I'd like this debate to continue in the comment section below, primarily because the debate has been an actual debate without descending into some bitchy slap fight between analytics people and people who aren't stats inclined. This can help further the development of stats that can better quantify the shot in itself without the broad "this is bad/inefficient" bromide. Please, continue the debate.
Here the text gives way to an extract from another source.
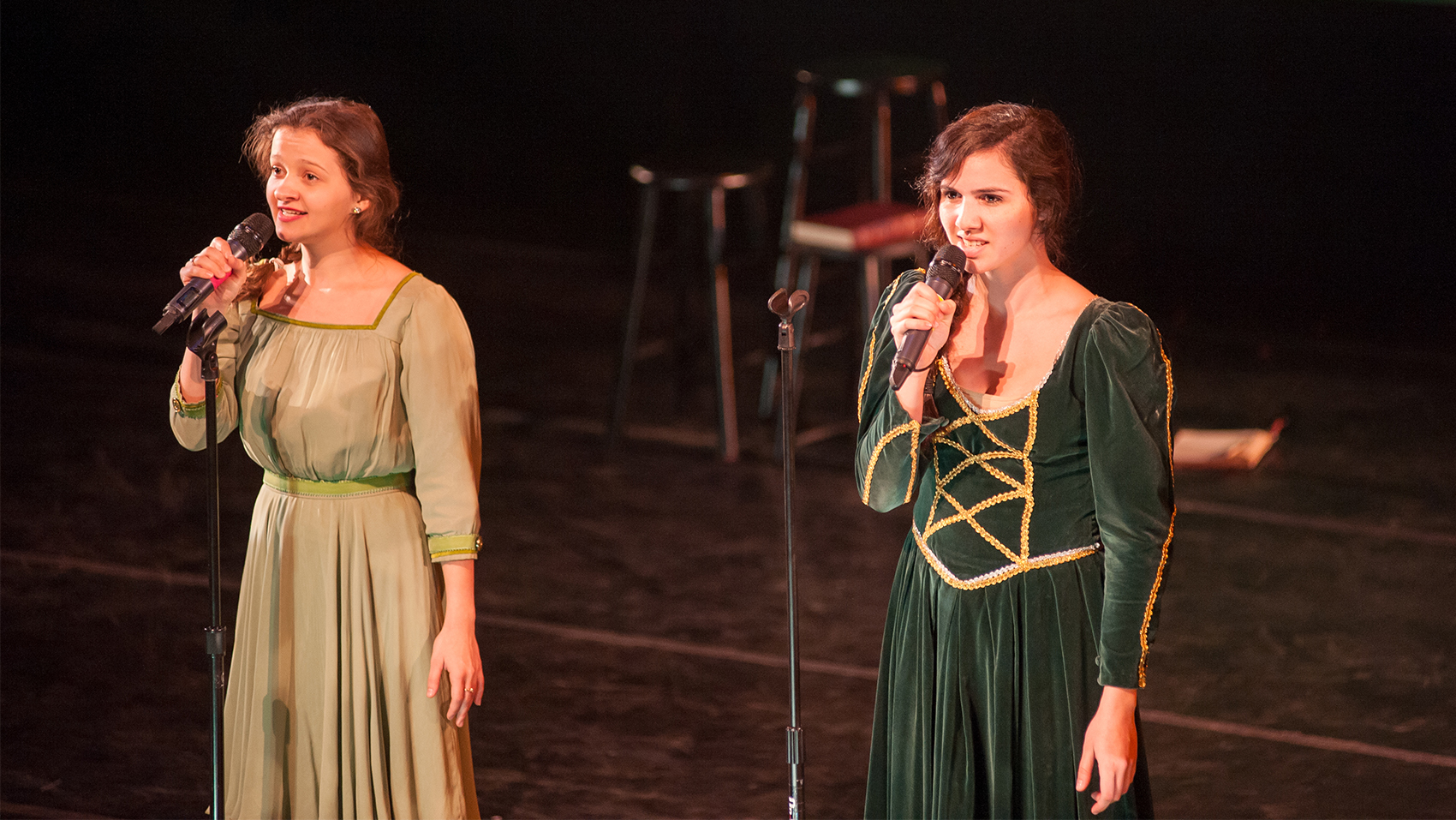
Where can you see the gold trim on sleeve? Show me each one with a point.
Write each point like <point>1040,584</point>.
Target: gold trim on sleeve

I'll throw in my two cents. I've always felt that if you are good at something you should keep doing it. The context I've used this with (in four seasons of writing for Denver Stiffs) is Carmelo Anthony and whether or not he needs to pass the ball more. I've always argued that you want an engaged Melo, who is good at one thing, rather than forcing him to change his mentality and suddenly become LeBron James. In that sense, we come to Darrell Arthur, who seems to be a master at hitting the long mid-range two point shot. He's good at it. Analytics define that shot as inefficient, so would it be better to have him step back a couple feet? The value of a three-point is greater than a long two. Seems to make sense.
I'd say that, even that slight bit of change can mess with a guy's mental focus. If the guy is good at making that one shot, shouldn't we just continue to let him make said shot? Two points is two points right? The 80's high scoring Nuggets teams lived on mid-rage shots. It involved ball movement to get the open shot. Obviously things have changed dramatically since then, but that is just one example.
That seems to be the disparate angles of this debate. I found reading the comments to be highly informative. I want us to move beyond "mid-range bad/three-point good" and help refine the stats to better reflect situational shot making and how, if employed well, the mid-range two point shot can benefit your team and its offense.